August 31, 2012
Review: The Secret Life of Copernicus H. Stringfellow: Surreptitious Superhero by Lorin K. Barber
Title: The Secret Life of Copernicus H. Stringfellow: Surreptitious Superhero
Author: Lorin K. Barber
Publisher: Cedar Fort, Inc. (Mar 13, 2012)
Get it: Amazon, B&N
Copernicus H. Stringfellow, a.k.a. Nick, is not your run-of-the-mill genius. His mind is so powerful it can stop a speeding automobile or stem internal bleeding. As Nick goes about quietly doing good, he discovers that his powers are greatly enhanced by the nutrients present in Twinkies. Follow Nick on his amazing adventures in this humorous and exciting action-packed book for all ages.
Copernicus H. Stringfellow is not your average guy, although he tries to be. He's extremely rich, though you wouldn't know it to look at him, and Nick is incredibly intelligent. He had a difficult childhood, ended up being raised by his aunt and uncle. Nick grew up tall, gangly and awkward yet he is probably one of the nicest people you'd ever want to meet.
Nick has learned to harness his mental powers to do amazing things, usually to help others. He does have a bit of a mischievous side to him. In his attempt to learn what his brain needed to function at optimal capacity, he realized that all the ingredients needed are present in Twinkies, thus they play a big part in this story.
I received a copy of The Secret Life of Copernicus H. Stringfellow from the author for review. The synopsis doesn't go into too much detail but I was still intrigued by it. This was such a fun story to read. I hardly wanted to put it down once I started reading. It has a little bit of everything: mystery, action, romance, intrigue, humor, suspense. A number of times as I was reading my mouth dropped open because I wasn't expecting something that was shocking or surprising. And I particularly enjoyed the humor in it.

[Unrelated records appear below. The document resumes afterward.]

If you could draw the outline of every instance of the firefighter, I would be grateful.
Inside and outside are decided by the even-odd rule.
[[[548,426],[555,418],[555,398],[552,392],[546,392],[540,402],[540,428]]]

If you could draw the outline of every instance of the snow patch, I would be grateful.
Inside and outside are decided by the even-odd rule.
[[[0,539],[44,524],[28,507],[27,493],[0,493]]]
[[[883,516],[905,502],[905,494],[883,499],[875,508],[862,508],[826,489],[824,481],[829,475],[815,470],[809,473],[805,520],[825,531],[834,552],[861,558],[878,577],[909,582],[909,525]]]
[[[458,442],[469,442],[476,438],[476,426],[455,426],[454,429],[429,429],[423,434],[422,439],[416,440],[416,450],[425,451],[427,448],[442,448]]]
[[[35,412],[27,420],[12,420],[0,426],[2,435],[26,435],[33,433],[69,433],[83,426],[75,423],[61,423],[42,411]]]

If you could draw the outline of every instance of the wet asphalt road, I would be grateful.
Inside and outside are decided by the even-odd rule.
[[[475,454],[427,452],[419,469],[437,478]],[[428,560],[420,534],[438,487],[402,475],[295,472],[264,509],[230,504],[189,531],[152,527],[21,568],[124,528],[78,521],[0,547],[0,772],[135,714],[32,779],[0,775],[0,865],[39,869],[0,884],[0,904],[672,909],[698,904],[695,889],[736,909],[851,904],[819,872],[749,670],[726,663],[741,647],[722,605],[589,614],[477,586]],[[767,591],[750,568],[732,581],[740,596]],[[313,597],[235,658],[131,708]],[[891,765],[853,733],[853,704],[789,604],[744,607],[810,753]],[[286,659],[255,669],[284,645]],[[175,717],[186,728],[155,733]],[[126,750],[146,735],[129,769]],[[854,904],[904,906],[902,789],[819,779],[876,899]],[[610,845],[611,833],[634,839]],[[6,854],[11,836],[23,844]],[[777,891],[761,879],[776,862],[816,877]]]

At the beginning of the book Nick is on his way to Seattle. He feels a pull towards there. He just knows that he's needed there for some reason, though he doesn't specifically know why. He visits an old professor of his at the local hospital who gives him a job at his request. Along the way Nick meets a wide variety of people whom he becomes friends with and helps along the way.
I don't believe I've read a book quite like this before. Lorin K. Barber seems to have a unique way of telling a story, and I found it very entertaining. As weird as it may sound, I like when a book has some small parts written in other languages. Granted, I don't usually know how to pronounce the words or understand them, but thankfully in this case there are translations included. And Nick has this obsessive need to calculate everything which was odd but funny at times. He also loves to use big words.

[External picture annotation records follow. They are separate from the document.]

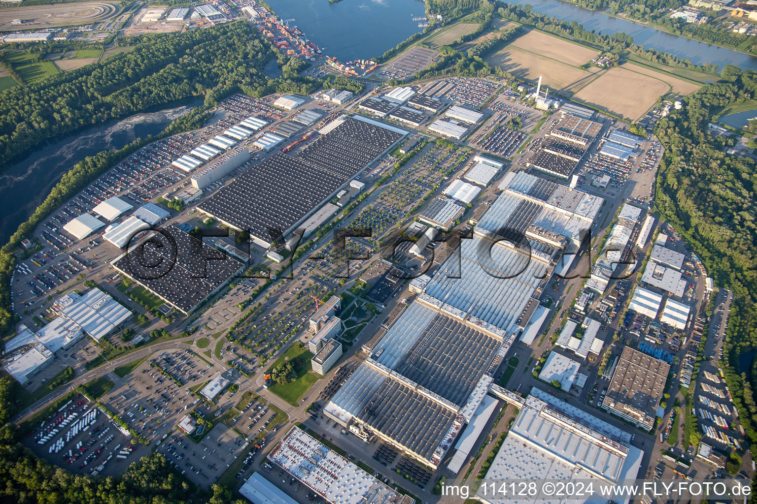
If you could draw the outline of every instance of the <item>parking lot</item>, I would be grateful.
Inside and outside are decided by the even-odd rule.
[[[190,481],[207,488],[231,466],[248,444],[233,430],[217,423],[198,443],[185,436],[172,435],[157,451]]]
[[[35,426],[23,444],[40,458],[76,474],[104,476],[120,474],[150,451],[81,395]]]

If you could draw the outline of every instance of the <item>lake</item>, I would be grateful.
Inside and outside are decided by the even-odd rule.
[[[269,0],[282,19],[294,19],[323,54],[340,61],[377,57],[422,29],[421,0]]]
[[[749,119],[755,116],[757,116],[757,110],[745,110],[744,112],[736,112],[727,116],[718,117],[718,120],[738,129],[749,124]]]
[[[722,69],[730,63],[738,65],[742,70],[757,70],[757,57],[754,56],[686,39],[652,26],[645,26],[613,17],[597,11],[590,11],[566,2],[559,0],[523,0],[522,2],[505,0],[505,2],[517,5],[530,4],[534,8],[534,12],[554,16],[566,21],[576,21],[584,25],[584,28],[589,31],[593,29],[604,34],[622,32],[632,36],[634,42],[645,48],[687,58],[697,65],[713,63]]]
[[[135,114],[120,121],[87,128],[39,146],[0,173],[0,243],[8,242],[19,224],[34,213],[63,174],[87,156],[120,149],[137,138],[157,135],[177,117],[200,105],[193,100],[181,107]]]

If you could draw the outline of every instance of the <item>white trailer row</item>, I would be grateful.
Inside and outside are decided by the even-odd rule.
[[[712,382],[713,383],[720,383],[720,378],[712,374],[709,371],[705,371],[705,378],[709,379],[710,382]]]

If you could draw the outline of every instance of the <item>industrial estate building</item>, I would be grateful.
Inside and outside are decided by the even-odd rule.
[[[465,211],[466,208],[452,198],[438,196],[423,209],[418,218],[429,225],[449,231]]]
[[[407,131],[367,118],[344,117],[295,156],[266,158],[198,208],[261,246],[288,236],[358,172],[394,147]]]
[[[217,182],[250,160],[250,151],[240,146],[223,154],[212,165],[208,165],[192,177],[192,187],[204,189]]]
[[[384,484],[297,426],[284,434],[266,459],[329,502],[413,504],[415,502],[411,497],[398,493]],[[267,485],[263,484],[262,487],[266,489]]]
[[[665,392],[670,364],[631,347],[623,348],[602,407],[651,429]]]
[[[132,316],[132,312],[108,294],[92,289],[83,295],[67,294],[55,303],[58,317],[33,332],[20,325],[18,334],[5,344],[6,370],[19,383],[46,367],[56,352],[67,350],[89,335],[99,340]]]
[[[468,134],[467,128],[441,119],[437,119],[431,122],[428,130],[431,133],[438,133],[455,140],[461,140]]]
[[[615,270],[625,267],[623,258],[628,256],[628,247],[632,245],[631,237],[640,218],[641,209],[637,206],[625,203],[621,208],[600,258],[591,268],[591,277],[586,282],[588,289],[604,294],[610,279],[615,277]]]
[[[643,453],[631,446],[630,434],[537,388],[525,399],[508,394],[507,400],[519,411],[487,480],[593,479],[612,484],[638,475]],[[521,502],[488,496],[483,489],[476,498],[486,504]]]

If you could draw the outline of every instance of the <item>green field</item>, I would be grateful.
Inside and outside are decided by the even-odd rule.
[[[313,384],[320,379],[320,377],[313,373],[311,373],[313,369],[310,360],[313,359],[313,354],[308,351],[307,347],[303,347],[301,349],[298,349],[293,345],[289,348],[284,352],[284,354],[279,357],[276,361],[268,368],[266,373],[270,373],[271,369],[274,367],[280,366],[286,362],[286,358],[288,357],[289,361],[292,363],[292,366],[294,368],[295,373],[297,373],[297,379],[286,385],[281,385],[279,383],[273,383],[268,387],[268,390],[271,391],[279,397],[289,403],[292,406],[297,406],[299,404],[300,399],[302,396],[305,395],[305,393],[313,385]],[[294,363],[294,359],[301,357],[303,360],[303,363],[301,366],[296,366]]]
[[[18,82],[13,80],[13,77],[6,76],[5,77],[0,77],[0,91],[5,91],[5,89],[10,89],[11,88],[14,88],[18,85]]]
[[[115,386],[113,382],[104,376],[101,376],[84,385],[84,388],[87,390],[89,398],[95,400],[105,395]]]
[[[34,84],[42,81],[51,76],[61,73],[59,69],[52,61],[40,61],[33,63],[30,65],[23,65],[16,69],[21,79],[26,84]]]
[[[132,289],[131,294],[140,305],[146,305],[148,310],[157,308],[163,305],[163,300],[150,292],[142,286],[136,286]]]
[[[133,371],[135,369],[136,369],[137,366],[142,363],[142,362],[144,362],[145,359],[146,358],[147,358],[146,357],[143,357],[141,359],[137,359],[134,362],[130,362],[128,364],[124,364],[123,366],[117,367],[114,373],[121,378],[123,378],[124,376],[130,373],[132,371]]]
[[[101,49],[79,49],[76,51],[76,54],[70,59],[72,60],[83,60],[86,57],[100,57],[100,54],[102,54]]]

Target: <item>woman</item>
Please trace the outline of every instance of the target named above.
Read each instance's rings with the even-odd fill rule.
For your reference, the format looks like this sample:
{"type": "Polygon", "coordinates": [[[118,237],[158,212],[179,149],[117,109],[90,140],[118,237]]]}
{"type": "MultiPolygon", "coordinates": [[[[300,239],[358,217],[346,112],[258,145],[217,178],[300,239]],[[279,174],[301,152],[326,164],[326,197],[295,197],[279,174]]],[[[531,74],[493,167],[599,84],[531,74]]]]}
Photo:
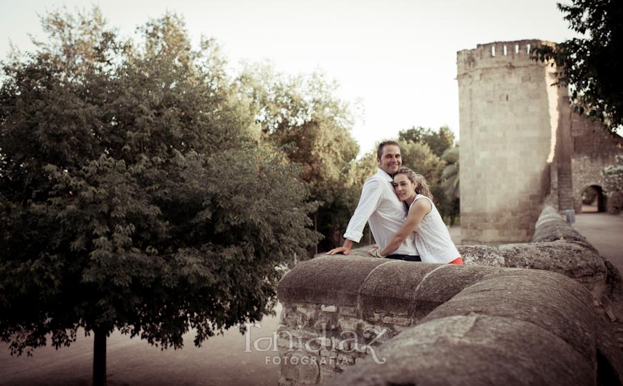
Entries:
{"type": "Polygon", "coordinates": [[[433,195],[421,175],[408,168],[400,168],[394,175],[394,191],[408,208],[404,224],[384,248],[372,248],[368,253],[375,257],[385,257],[416,231],[415,246],[426,263],[463,264],[448,228],[444,224],[435,204],[433,195]]]}

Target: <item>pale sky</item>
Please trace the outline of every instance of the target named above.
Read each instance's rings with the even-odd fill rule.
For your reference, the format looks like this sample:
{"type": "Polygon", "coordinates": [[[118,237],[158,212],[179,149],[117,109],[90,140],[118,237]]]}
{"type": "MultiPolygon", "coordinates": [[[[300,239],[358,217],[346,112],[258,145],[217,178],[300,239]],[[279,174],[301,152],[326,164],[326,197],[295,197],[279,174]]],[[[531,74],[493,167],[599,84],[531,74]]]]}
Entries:
{"type": "Polygon", "coordinates": [[[447,125],[459,137],[456,52],[492,42],[577,36],[552,0],[0,0],[0,58],[12,42],[33,49],[37,14],[100,6],[125,37],[168,10],[182,15],[194,43],[214,37],[232,67],[268,59],[278,71],[319,69],[360,100],[352,134],[361,152],[411,126],[447,125]]]}

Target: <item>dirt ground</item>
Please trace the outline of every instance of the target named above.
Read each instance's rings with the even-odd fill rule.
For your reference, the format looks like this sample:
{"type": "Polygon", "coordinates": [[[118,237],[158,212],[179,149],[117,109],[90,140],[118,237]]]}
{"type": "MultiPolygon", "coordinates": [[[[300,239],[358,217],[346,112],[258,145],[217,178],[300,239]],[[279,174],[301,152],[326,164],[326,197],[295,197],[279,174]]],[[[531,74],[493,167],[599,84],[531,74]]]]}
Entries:
{"type": "MultiPolygon", "coordinates": [[[[573,226],[623,272],[623,215],[578,214],[573,226]]],[[[450,231],[459,244],[460,229],[453,227],[450,231]]],[[[280,308],[276,311],[278,315],[280,308]]],[[[192,344],[191,332],[185,336],[186,346],[177,351],[161,351],[116,332],[107,342],[109,385],[273,386],[278,380],[275,363],[278,355],[271,337],[278,320],[278,317],[265,317],[246,335],[230,329],[200,348],[192,344]]],[[[80,335],[70,347],[58,351],[50,346],[35,350],[30,358],[11,357],[8,345],[1,343],[0,385],[87,386],[91,384],[92,358],[92,335],[80,335]]]]}

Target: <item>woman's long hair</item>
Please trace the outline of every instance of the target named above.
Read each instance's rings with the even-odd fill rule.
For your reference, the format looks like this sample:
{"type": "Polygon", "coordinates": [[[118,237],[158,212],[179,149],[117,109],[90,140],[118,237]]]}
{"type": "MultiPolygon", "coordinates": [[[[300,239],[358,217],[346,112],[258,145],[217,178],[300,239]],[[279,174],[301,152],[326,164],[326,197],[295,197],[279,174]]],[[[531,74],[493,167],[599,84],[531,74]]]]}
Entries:
{"type": "Polygon", "coordinates": [[[426,179],[421,174],[417,174],[408,168],[400,168],[396,174],[404,174],[407,176],[409,181],[415,184],[415,193],[425,195],[433,200],[433,195],[431,193],[431,189],[426,183],[426,179]]]}

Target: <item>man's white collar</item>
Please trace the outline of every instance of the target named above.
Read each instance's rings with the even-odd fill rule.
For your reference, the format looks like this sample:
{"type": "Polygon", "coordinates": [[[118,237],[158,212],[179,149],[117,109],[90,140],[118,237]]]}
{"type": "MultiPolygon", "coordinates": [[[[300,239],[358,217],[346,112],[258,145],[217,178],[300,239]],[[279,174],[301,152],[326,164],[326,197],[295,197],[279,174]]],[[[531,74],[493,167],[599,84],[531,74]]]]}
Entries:
{"type": "Polygon", "coordinates": [[[390,176],[389,174],[388,174],[388,173],[386,171],[383,170],[381,168],[379,168],[378,171],[377,171],[377,174],[383,176],[383,177],[385,178],[388,181],[393,181],[394,180],[394,179],[392,178],[392,176],[390,176]]]}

Although I very much enjoyed the story, I did find myself confused a few times as I was reading because of the way some of the dialog was presented. I would be reading dialog from say Nick and then the next piece of dialog I assumed was the person he was talking to, only to realize it was still Nick speaking. There is also an intense scene where Nick's obsessive calculations got to be a bit much however it was very much within his character.
Overall I was pleasantly surprised by this book and would recommend it to anyone who enjoys a fun, lighthearted, exciting story. I'm actually hoping there might be another adventure for Copernicus H. Stringfellow in the future.